Troubleshoot Replica Sets副本集故障排除

On this page本页内容

This section describes common strategies for troubleshooting replica set deployments.本节介绍了对副本集部署进行故障排除的常见策略。

Check Replica Set Status检查副本集状态

To display the current state of the replica set and current state of each member, run the rs.status() method in a mongosh session that is connected to the replica set's primary. 要显示副本集的当前状态和每个成员的当前状态,请在连接到副本集的primarymongosh会话中运行rs.status()方法。For descriptions of the information displayed by rs.status(), see replSetGetStatus.有关rs.status()显示的信息的说明,请参阅replSetGetStatus

Note注意

The rs.status() method is a wrapper that runs the replSetGetStatus database command.rs.status()方法是运行replSetGetStatus数据库命令的包装器。

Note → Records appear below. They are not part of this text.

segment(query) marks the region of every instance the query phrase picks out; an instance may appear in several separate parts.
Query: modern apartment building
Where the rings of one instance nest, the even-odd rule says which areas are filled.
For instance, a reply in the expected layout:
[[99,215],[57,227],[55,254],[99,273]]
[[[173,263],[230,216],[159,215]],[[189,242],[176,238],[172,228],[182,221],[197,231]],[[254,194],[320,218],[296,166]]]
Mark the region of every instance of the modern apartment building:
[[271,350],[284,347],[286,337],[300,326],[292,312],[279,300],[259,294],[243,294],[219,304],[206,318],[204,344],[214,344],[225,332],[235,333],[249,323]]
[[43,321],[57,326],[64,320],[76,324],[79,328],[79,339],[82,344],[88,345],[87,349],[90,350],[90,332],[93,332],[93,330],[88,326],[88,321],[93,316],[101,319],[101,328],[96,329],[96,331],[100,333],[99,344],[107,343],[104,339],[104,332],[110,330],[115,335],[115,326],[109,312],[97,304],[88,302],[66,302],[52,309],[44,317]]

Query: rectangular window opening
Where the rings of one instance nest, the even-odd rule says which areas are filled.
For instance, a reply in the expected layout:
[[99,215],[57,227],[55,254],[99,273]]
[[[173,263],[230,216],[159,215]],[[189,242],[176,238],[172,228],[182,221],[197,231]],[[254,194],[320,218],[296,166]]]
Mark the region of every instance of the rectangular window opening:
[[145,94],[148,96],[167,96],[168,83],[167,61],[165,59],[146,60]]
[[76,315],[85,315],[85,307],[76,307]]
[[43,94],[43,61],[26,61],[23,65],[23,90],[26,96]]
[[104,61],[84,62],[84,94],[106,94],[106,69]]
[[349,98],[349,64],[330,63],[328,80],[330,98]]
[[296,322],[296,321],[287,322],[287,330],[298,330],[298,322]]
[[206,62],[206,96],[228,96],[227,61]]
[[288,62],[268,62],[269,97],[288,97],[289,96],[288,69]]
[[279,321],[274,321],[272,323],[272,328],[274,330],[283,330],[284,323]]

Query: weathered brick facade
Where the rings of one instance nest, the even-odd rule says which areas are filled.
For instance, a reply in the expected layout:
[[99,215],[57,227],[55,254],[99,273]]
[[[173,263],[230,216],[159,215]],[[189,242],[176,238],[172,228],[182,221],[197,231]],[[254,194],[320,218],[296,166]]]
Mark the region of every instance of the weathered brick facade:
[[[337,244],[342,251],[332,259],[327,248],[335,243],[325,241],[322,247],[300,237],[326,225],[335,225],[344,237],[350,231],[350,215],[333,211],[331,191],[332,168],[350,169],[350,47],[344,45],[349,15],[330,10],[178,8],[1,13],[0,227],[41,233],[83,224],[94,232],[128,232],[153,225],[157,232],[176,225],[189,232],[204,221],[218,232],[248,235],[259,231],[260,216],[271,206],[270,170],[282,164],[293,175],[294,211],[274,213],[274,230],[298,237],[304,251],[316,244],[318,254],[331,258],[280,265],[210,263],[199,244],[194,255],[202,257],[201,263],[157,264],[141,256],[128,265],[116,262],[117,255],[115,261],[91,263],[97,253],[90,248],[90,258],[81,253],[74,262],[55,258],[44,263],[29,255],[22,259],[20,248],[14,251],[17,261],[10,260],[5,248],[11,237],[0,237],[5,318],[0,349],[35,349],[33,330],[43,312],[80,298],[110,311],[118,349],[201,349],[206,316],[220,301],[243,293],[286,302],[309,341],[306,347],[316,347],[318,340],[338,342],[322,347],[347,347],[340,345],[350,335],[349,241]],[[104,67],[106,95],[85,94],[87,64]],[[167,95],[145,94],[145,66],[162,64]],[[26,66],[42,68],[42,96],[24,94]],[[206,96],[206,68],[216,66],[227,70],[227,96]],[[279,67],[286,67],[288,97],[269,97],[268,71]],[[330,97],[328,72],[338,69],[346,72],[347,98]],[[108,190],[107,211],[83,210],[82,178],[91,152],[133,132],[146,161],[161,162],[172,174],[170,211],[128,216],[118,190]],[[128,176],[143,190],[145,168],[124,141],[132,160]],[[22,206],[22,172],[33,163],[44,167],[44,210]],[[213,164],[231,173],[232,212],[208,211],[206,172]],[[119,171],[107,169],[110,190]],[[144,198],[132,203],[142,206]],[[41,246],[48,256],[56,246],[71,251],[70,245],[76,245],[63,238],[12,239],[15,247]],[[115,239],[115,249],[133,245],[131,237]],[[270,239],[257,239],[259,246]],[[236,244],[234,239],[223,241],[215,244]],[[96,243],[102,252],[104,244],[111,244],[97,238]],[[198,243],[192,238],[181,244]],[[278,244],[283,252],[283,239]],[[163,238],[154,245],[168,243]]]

Check the Replication Lag检查复制滞后

Replication lag is a delay between an operation on the primary and the application of that operation from the oplog to the secondary. 复制延迟是primary上的操作与该操作从oplogsecondary的应用程序之间的延迟。Replication lag can be a significant issue and can seriously affect MongoDB replica set deployments. 复制延迟可能是一个重要问题,并会严重影响MongoDB副本集部署。Excessive replication lag makes "lagged" members ineligible to quickly become primary and increases the possibility that distributed read operations will be inconsistent.过度的复制滞后会使“滞后”成员无法快速成为主要成员,并增加分布式读取操作不一致的可能性。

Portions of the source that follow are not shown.